Valentina uccisa con 58 coltellate: ora il compagno ricorre in appello

Cadorago Depositato il ricorso contro la condanna a 22 anni del convivente della vittima. Il difensore chiede che le attenuati prevalgano sulle aggravanti e invoca la seminfermità

Il caso del femminicidio di Valentina Di Mauro (33 anni) non è chiuso. La difesa di Marco Campanaro, compagno della vittima che trafisse la donna con più coltellate alle quattro della mattina del 25 luglio 2022, ha infatti depositato il ricorso di fronte ai giudici di secondo grado di Milano, appello che verrà discusso nel mese di febbraio. La Corte d’Assise di Como aveva condannato l’imputato a 22 anni di reclusione.

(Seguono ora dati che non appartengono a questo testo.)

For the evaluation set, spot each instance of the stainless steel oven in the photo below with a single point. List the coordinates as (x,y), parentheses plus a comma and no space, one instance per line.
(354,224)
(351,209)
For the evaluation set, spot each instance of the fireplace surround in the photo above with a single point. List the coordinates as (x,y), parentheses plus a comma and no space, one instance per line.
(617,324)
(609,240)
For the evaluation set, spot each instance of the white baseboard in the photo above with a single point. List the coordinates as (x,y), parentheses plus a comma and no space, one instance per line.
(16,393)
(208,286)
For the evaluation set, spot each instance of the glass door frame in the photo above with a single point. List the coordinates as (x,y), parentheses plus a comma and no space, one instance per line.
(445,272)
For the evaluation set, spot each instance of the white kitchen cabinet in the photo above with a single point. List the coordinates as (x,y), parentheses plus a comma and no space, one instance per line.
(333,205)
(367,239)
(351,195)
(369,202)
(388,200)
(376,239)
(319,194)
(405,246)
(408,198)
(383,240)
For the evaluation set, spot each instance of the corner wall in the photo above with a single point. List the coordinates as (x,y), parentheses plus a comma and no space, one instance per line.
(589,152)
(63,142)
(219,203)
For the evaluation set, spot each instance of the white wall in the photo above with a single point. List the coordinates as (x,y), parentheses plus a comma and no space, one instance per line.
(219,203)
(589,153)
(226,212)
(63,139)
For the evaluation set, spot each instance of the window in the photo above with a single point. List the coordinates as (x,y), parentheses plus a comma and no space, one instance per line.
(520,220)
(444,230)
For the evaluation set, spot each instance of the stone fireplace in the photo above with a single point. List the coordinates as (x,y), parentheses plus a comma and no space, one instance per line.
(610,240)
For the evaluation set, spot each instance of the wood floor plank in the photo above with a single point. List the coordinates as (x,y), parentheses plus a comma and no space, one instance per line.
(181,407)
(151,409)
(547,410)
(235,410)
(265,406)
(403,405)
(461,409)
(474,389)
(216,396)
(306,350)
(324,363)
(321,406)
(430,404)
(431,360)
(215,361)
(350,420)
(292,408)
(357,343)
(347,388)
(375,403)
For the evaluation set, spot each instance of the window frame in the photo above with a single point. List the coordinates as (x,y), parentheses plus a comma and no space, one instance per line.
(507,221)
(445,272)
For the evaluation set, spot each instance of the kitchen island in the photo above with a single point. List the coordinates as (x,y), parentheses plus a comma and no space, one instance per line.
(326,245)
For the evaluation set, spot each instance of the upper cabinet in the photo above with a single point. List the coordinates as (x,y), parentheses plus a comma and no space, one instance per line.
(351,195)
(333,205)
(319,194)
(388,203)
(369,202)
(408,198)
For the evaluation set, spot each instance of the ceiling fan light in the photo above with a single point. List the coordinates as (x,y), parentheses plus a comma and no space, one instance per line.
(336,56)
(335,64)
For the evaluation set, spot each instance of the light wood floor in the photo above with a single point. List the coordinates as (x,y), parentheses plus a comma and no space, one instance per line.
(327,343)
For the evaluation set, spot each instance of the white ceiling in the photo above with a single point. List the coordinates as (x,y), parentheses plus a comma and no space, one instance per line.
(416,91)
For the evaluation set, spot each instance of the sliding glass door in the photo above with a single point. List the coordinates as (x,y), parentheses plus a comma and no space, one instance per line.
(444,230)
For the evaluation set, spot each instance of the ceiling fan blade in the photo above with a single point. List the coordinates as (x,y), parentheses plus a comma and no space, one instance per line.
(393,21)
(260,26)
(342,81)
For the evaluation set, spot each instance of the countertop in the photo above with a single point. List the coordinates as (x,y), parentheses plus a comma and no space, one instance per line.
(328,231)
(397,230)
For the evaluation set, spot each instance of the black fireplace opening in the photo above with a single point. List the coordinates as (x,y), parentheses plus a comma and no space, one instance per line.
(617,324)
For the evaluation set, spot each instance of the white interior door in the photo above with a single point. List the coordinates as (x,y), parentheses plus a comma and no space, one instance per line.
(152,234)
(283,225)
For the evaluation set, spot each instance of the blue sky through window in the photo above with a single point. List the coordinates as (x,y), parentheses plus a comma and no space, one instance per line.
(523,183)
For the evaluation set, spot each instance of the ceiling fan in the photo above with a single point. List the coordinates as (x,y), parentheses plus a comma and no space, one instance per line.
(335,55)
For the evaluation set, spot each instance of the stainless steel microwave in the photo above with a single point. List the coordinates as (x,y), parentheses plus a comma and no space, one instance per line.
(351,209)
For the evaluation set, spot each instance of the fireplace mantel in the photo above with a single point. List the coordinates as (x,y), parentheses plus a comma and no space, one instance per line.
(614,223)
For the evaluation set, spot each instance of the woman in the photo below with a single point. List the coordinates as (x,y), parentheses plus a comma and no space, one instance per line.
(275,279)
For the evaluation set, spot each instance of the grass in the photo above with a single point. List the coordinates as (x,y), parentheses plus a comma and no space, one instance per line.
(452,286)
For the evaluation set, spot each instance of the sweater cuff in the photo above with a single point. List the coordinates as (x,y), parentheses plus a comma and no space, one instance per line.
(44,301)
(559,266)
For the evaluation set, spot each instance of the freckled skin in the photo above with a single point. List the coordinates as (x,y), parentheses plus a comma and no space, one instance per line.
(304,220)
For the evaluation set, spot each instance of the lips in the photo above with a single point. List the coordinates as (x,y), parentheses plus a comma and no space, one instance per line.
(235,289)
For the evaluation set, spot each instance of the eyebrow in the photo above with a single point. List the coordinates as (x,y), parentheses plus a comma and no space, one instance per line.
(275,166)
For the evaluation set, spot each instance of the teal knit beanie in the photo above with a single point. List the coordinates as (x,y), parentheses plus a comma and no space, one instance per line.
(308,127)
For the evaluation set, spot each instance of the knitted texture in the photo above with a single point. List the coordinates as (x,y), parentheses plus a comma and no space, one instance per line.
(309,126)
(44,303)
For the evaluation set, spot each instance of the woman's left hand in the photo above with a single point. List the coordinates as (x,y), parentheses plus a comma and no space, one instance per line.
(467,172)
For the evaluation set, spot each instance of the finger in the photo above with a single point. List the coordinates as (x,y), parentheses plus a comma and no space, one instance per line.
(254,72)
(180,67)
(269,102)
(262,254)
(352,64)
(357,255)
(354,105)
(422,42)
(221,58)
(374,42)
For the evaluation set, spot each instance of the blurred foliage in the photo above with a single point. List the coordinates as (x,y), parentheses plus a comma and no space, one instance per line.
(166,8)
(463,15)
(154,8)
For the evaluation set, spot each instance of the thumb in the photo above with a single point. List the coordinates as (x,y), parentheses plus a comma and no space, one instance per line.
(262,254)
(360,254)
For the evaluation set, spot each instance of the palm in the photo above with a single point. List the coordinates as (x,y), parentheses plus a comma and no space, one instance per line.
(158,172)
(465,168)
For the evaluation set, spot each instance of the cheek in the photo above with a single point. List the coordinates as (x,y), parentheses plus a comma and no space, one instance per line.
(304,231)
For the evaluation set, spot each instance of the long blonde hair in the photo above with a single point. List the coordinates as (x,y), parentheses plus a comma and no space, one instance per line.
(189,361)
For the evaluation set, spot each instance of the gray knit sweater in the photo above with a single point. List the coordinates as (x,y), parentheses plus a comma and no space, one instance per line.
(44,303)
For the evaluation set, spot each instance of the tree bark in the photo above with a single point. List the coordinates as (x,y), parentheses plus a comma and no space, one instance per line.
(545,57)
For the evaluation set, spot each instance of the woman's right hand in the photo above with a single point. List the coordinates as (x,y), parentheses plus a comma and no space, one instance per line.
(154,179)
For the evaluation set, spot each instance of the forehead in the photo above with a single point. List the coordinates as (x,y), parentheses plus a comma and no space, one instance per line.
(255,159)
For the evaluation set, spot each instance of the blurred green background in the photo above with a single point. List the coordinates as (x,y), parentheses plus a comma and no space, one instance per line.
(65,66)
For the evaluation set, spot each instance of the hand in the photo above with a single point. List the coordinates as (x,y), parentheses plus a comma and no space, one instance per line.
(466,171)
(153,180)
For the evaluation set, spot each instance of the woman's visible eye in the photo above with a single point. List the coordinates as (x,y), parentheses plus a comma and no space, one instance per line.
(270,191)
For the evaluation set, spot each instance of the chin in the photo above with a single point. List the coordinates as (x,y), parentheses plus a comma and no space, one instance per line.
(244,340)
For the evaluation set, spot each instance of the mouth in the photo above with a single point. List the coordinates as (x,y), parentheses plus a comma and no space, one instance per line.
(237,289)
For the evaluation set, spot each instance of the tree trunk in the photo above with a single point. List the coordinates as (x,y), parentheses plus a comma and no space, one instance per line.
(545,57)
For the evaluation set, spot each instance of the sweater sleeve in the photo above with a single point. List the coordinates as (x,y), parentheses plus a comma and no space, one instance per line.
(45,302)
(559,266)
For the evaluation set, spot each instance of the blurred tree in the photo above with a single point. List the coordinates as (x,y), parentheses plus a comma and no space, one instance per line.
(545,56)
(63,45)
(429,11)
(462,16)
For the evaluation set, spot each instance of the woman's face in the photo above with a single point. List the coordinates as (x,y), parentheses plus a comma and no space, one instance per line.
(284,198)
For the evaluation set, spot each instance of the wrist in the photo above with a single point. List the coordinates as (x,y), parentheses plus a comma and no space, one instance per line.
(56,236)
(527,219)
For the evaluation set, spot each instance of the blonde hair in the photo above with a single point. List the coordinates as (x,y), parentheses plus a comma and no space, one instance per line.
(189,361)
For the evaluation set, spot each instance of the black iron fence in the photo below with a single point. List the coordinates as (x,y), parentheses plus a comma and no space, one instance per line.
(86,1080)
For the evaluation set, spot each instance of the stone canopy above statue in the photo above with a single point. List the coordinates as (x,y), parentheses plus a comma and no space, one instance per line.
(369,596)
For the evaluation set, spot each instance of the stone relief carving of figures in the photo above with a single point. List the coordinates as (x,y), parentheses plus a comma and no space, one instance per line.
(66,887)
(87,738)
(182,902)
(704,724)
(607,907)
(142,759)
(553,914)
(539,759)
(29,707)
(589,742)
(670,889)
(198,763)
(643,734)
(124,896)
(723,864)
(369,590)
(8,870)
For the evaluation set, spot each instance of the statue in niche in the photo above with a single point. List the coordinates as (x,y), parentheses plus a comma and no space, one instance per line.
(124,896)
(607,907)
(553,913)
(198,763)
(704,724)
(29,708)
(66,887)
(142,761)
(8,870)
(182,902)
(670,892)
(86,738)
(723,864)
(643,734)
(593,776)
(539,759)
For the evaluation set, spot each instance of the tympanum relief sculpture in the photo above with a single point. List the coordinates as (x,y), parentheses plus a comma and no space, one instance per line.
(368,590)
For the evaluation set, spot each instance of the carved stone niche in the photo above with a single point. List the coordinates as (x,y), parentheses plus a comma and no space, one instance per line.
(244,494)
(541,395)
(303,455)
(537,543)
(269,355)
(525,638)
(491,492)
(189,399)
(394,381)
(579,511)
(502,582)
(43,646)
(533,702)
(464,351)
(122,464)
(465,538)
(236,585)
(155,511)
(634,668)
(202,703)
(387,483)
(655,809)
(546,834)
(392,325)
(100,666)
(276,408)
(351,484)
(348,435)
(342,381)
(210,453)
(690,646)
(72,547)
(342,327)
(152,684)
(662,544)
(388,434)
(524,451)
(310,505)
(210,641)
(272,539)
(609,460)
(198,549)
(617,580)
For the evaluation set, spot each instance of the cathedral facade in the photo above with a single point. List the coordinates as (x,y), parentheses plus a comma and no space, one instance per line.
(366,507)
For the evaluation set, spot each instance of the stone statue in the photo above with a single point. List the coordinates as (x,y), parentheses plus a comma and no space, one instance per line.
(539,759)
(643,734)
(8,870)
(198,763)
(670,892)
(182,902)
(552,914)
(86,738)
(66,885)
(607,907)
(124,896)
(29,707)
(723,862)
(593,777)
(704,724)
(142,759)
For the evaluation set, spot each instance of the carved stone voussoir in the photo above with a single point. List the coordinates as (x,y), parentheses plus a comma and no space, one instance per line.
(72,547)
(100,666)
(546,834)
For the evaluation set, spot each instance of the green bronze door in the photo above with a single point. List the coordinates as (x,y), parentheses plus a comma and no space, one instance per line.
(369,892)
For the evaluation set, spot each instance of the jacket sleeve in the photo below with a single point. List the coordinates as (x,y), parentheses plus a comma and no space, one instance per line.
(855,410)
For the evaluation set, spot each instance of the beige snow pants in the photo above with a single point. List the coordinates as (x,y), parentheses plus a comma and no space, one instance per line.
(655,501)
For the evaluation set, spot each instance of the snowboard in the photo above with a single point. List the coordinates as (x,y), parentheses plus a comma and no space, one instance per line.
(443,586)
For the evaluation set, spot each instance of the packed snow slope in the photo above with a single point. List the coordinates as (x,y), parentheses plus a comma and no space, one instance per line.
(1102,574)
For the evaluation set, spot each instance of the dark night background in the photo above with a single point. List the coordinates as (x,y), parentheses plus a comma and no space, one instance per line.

Sono due i motivi di appello messi nero su bianco dall’avvocato Paolo Battaglia.

Nel primo il legale di Campanaro chiede la prevalenza delle attenuanti generiche rispetto alle aggravanti che invece in primo grado erano state ritenute equivalenti.

Il vizio parziale di mente

Sul piatto della bilancia, come aggravante, era stata messa quella della relazione personale, mentre come attenuanti c’erano il vizio parziale di mente dell’imputato – giudicato dal perito del giudice – e anche il corretto comportamento processuale. Secondo la difesa, insomma, la Corte d’Assise di Como avrebbe dato all’aggravante della relazione personale un peso eccessivo rispetto a quelle che erano le attenuanti. Il secondo motivo d’Appello riguarda la quantificazione della pena che non era partita dal minimo edittale, e questo nonostante fossero stati proprio i giudici di primo grado a ritenere (nelle motivazioni) i comportamento di Campanaro come una conseguenza del proprio vizio di mente.

I giudici di Como, nell’infliggere i 22 anni di reclusione per l’omicidio di Valentina, avevano specificato come la pena non potesse «assestarsi sul minimo» previsto per questo reato vista «l’estrema gravità» dell’accaduto in danno di una ragazza che aveva fatto in tempo a «rendersi conto di ciò che l’attendeva», morta per di più «dopo gratuite sofferenze».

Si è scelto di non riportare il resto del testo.